A close-up of distributed solar’s locational value
Once planners ascertained the amount of looming distributed solar, they will need to understand how its value permeates most of the rest of planning. In turn, it becomes necessary to figure out where the resource will be on the system because its location increasingly determines its benefits and impacts.
Most IRPs focus on system-level needs and therefore have not been concerned with the location of distributed solar. But as planners begin to think about its role in utility portfolios, concerns about over where distributed solar can be placed to provide the most system benefit are likely to become relevant.
Location was discussed in some resource planning studies “to distinguish different DPV options or distinguish DPV from other resources,” the researchers report. It is also very much a part of estimating avoided losses, avoided transmission and distribution (T&D) costs, the DPV generation profile, and the capacity credit.
Independent system operators (ISOs) need locational data for future planning “down to the granularity of dispatch or load zones” and where distributed solar is on “specific feeders is important for distribution planners,” the researchers report.
Planners are largely using three methods. 80% of the studies project future distributed solar locations based on where current load, population, or resource is. The third is a “propensity-to-adopt” approach that is more innovative, adding predictive factors like demographics and customer load, the report noted.
Distributed solar adoption has not followed maps of load or population, instead aligned with demographic factors like home ownership and cluster by neighborhood, Mills said. “Simple assumptions that DPV will grow in proportion to load or customer population could lead to less informed decisions than would come from a more comprehensive approach.”
Because of wide variation in current and anticipated distributed solar penetrations, the need to understand its impact on future T&D investments is very different across the planning studies, the researchers report.
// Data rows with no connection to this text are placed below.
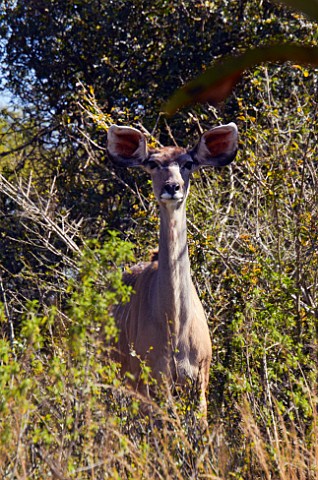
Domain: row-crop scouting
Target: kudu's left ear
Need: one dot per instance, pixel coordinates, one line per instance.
(217, 147)
(126, 146)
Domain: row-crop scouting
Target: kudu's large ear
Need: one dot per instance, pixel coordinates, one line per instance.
(126, 146)
(217, 147)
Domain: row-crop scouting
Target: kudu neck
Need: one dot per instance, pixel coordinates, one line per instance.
(174, 279)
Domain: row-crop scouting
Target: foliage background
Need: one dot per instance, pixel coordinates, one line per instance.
(74, 68)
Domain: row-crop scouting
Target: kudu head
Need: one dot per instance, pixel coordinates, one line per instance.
(170, 167)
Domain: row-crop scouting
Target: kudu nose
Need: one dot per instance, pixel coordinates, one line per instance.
(172, 188)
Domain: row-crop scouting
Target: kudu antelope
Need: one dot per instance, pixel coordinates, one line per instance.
(164, 323)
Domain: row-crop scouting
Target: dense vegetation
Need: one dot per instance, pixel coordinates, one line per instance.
(70, 222)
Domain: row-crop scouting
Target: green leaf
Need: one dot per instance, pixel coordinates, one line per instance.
(217, 82)
(308, 7)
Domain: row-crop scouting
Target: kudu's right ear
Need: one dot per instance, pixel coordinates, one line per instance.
(126, 146)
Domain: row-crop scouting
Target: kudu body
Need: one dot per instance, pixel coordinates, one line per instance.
(164, 323)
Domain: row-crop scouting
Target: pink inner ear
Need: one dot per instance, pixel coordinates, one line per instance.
(218, 142)
(127, 145)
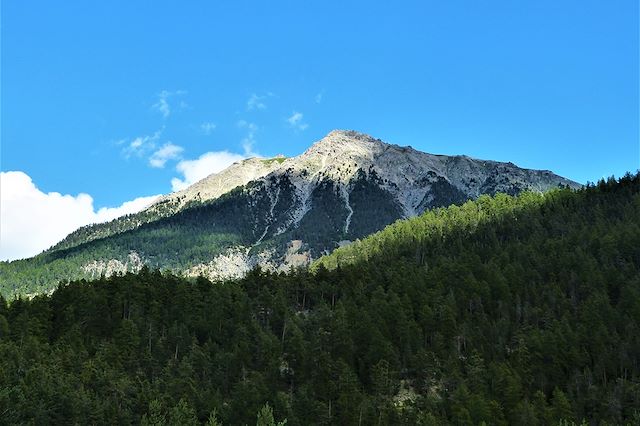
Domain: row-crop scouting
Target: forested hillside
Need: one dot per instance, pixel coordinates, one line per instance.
(506, 310)
(277, 213)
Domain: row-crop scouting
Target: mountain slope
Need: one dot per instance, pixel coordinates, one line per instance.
(505, 310)
(277, 213)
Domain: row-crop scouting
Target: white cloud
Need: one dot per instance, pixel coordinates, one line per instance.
(167, 152)
(163, 106)
(208, 127)
(32, 221)
(249, 141)
(256, 102)
(140, 145)
(295, 121)
(208, 163)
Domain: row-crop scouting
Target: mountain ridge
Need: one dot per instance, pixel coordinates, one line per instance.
(283, 212)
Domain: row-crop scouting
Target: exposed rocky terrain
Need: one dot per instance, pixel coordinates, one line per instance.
(283, 212)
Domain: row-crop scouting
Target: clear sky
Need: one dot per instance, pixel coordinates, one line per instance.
(125, 99)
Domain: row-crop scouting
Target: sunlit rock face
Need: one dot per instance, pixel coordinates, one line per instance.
(285, 212)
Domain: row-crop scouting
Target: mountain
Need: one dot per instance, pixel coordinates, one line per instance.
(277, 213)
(504, 311)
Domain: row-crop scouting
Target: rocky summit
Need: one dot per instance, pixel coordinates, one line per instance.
(281, 212)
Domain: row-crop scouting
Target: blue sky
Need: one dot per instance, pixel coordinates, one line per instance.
(544, 84)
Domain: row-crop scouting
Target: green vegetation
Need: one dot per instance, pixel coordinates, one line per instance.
(506, 310)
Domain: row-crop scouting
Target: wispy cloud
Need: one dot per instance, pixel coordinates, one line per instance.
(256, 102)
(249, 141)
(208, 127)
(140, 145)
(162, 104)
(295, 121)
(168, 151)
(208, 163)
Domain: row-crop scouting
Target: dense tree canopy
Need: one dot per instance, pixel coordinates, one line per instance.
(505, 310)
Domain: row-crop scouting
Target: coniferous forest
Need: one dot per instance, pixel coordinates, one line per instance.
(505, 310)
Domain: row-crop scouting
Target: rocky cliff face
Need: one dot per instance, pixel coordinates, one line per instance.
(283, 213)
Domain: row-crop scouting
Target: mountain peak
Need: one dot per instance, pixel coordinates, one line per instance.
(347, 136)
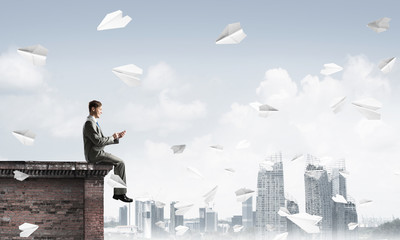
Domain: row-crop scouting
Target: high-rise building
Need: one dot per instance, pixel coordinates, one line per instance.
(123, 216)
(174, 220)
(319, 195)
(270, 197)
(143, 217)
(247, 213)
(211, 220)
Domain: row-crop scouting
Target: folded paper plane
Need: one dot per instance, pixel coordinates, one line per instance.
(178, 148)
(331, 68)
(36, 54)
(26, 137)
(129, 74)
(20, 176)
(232, 34)
(386, 65)
(114, 20)
(380, 25)
(27, 229)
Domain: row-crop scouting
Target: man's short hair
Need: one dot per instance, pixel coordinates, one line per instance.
(94, 104)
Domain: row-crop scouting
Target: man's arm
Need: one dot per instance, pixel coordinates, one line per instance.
(96, 137)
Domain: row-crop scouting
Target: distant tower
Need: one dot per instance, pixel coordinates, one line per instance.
(175, 220)
(247, 213)
(318, 195)
(123, 216)
(211, 220)
(143, 216)
(270, 197)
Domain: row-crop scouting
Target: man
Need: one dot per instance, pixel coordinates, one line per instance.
(94, 142)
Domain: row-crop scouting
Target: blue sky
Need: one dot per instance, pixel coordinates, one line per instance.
(198, 93)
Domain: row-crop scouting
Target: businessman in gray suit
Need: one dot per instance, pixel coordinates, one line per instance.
(94, 142)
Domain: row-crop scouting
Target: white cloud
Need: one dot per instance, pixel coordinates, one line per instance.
(17, 74)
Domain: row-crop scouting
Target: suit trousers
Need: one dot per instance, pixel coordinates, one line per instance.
(119, 169)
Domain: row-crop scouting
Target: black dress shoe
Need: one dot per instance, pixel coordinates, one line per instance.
(123, 198)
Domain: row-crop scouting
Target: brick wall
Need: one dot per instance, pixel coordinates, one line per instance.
(64, 199)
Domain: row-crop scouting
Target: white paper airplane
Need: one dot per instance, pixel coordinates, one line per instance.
(243, 144)
(243, 194)
(232, 34)
(129, 74)
(339, 199)
(180, 230)
(20, 176)
(114, 20)
(367, 107)
(330, 68)
(219, 147)
(27, 229)
(181, 210)
(338, 104)
(115, 181)
(178, 148)
(306, 222)
(352, 226)
(36, 54)
(209, 196)
(386, 65)
(26, 137)
(283, 212)
(282, 236)
(365, 202)
(237, 228)
(194, 172)
(380, 25)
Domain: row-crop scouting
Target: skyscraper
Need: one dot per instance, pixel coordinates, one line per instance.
(123, 216)
(270, 197)
(247, 213)
(319, 195)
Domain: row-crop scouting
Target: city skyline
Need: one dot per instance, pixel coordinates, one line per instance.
(198, 93)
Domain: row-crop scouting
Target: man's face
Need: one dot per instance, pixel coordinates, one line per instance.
(97, 112)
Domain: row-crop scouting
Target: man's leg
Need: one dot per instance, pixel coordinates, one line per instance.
(119, 169)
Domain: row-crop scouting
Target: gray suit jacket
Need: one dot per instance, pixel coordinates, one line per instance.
(94, 141)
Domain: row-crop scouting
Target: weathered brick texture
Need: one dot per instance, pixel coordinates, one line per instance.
(65, 199)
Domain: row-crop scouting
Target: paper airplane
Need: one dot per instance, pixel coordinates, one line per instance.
(386, 65)
(195, 172)
(365, 202)
(181, 210)
(380, 25)
(115, 181)
(352, 226)
(331, 68)
(20, 176)
(129, 74)
(237, 228)
(282, 236)
(159, 204)
(368, 107)
(26, 137)
(243, 194)
(339, 199)
(219, 147)
(180, 230)
(27, 229)
(232, 34)
(209, 196)
(114, 20)
(306, 222)
(338, 104)
(283, 212)
(243, 144)
(36, 54)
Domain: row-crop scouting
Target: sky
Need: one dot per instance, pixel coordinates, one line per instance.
(197, 93)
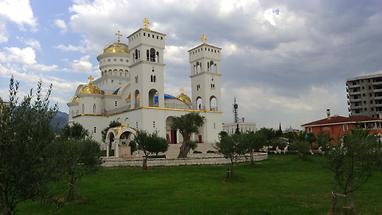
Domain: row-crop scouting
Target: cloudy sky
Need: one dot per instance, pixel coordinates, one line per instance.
(286, 61)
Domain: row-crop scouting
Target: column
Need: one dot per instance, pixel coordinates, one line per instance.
(116, 150)
(107, 148)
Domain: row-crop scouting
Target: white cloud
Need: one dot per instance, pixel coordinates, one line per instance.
(176, 54)
(82, 65)
(86, 46)
(59, 23)
(25, 58)
(3, 32)
(19, 12)
(35, 44)
(32, 78)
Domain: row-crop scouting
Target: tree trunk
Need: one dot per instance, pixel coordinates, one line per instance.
(8, 204)
(144, 162)
(70, 194)
(252, 159)
(7, 210)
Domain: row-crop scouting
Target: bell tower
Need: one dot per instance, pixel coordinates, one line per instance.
(147, 67)
(205, 76)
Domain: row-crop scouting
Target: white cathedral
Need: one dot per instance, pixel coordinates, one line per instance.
(131, 91)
The most innovative planning in use estimates future feeder hosting capacity.
In a study from from Dominion and Navigant, representing 14 feeders, evaluates their hosting capacity as well as doing cost-benefit calculations for advanced inverters and energy storage.
These findings make it clear that advanced technologies can allow higher penetration of distributed solar at a lower cost, but with one caveat, Mills added. “It requires that the utility invest in system-wide telecommunications and distribution management systems that are not included in the upgrade cost estimates.”
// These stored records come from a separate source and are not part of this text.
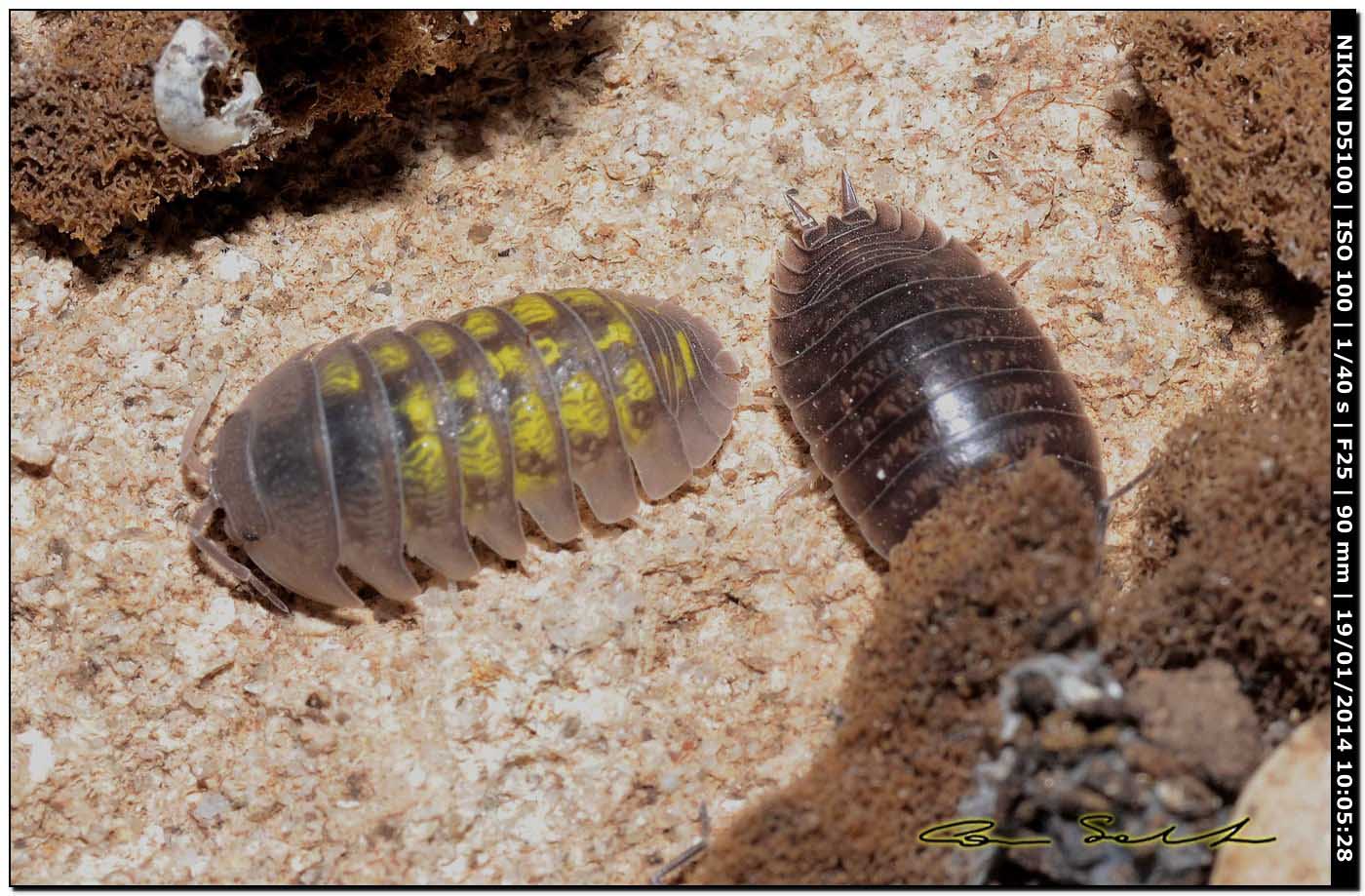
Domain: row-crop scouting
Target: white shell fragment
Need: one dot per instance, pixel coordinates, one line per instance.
(177, 93)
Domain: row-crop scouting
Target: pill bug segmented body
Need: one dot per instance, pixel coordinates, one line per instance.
(418, 439)
(905, 364)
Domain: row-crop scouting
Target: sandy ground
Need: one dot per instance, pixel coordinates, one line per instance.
(559, 721)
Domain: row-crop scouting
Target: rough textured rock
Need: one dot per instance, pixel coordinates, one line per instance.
(1248, 109)
(1228, 525)
(88, 153)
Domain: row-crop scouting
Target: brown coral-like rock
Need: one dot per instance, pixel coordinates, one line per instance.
(1230, 541)
(994, 574)
(1248, 105)
(1201, 716)
(88, 153)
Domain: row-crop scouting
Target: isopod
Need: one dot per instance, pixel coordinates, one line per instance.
(905, 362)
(418, 439)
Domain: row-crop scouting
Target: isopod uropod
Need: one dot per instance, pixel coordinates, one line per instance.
(416, 439)
(905, 364)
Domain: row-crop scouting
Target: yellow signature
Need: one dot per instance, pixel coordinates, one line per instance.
(973, 834)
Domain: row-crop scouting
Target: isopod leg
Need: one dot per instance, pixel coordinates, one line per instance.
(1105, 508)
(188, 456)
(214, 552)
(688, 855)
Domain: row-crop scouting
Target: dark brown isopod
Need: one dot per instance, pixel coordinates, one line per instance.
(907, 364)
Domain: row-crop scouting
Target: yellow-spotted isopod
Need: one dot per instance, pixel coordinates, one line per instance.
(412, 440)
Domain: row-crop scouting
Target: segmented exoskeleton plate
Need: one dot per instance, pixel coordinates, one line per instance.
(416, 439)
(905, 362)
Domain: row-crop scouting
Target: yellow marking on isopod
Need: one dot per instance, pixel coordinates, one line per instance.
(391, 357)
(583, 409)
(423, 460)
(436, 341)
(480, 455)
(685, 347)
(481, 324)
(549, 348)
(423, 466)
(340, 375)
(639, 384)
(419, 409)
(532, 437)
(529, 309)
(508, 361)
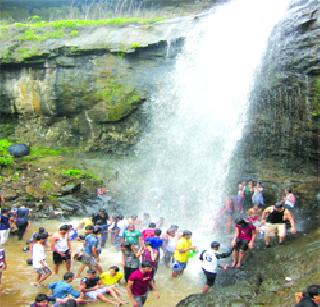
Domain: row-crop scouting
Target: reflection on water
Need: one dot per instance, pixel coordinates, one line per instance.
(18, 291)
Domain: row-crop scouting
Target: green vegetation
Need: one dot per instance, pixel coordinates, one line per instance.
(120, 99)
(6, 161)
(40, 36)
(74, 33)
(316, 100)
(135, 45)
(79, 174)
(76, 23)
(5, 158)
(47, 186)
This makes the specific numbers less useful to planners but they “will allow for more informed planning,” Mills said
A twist in high-end distributed solar projections
What surprised Mills was the significant difference between distributed solar adoption forecasts for 2020 and 2030 made by recognized expert analysts and those made by utilities and system planners.
The forecasts from Bloomberg New Energy Finance, GTM Research-Solar Energy Industries Association, and the National Renewable Energy Laboratory is above the high end of planning forecasts "about two thirds of the time," the researchers report.
While different methodologies are part of the disparity, utilities are more likely to be more conservative “because the risks associated with forecasting too little DPV (which can lead to extra costs from overbuilding the system) are less acute than the risks of forecasting too much (which can lead to reliability issues if insufficient resources are available),” the researchers reported.
“There is no way to say one is more accurate than the other," Mills said. "But there is enough credibility in the third-party forecasts to suggest the utilities should at least benchmark their highest forecasts, though not necessarily their base forecasts, against them.”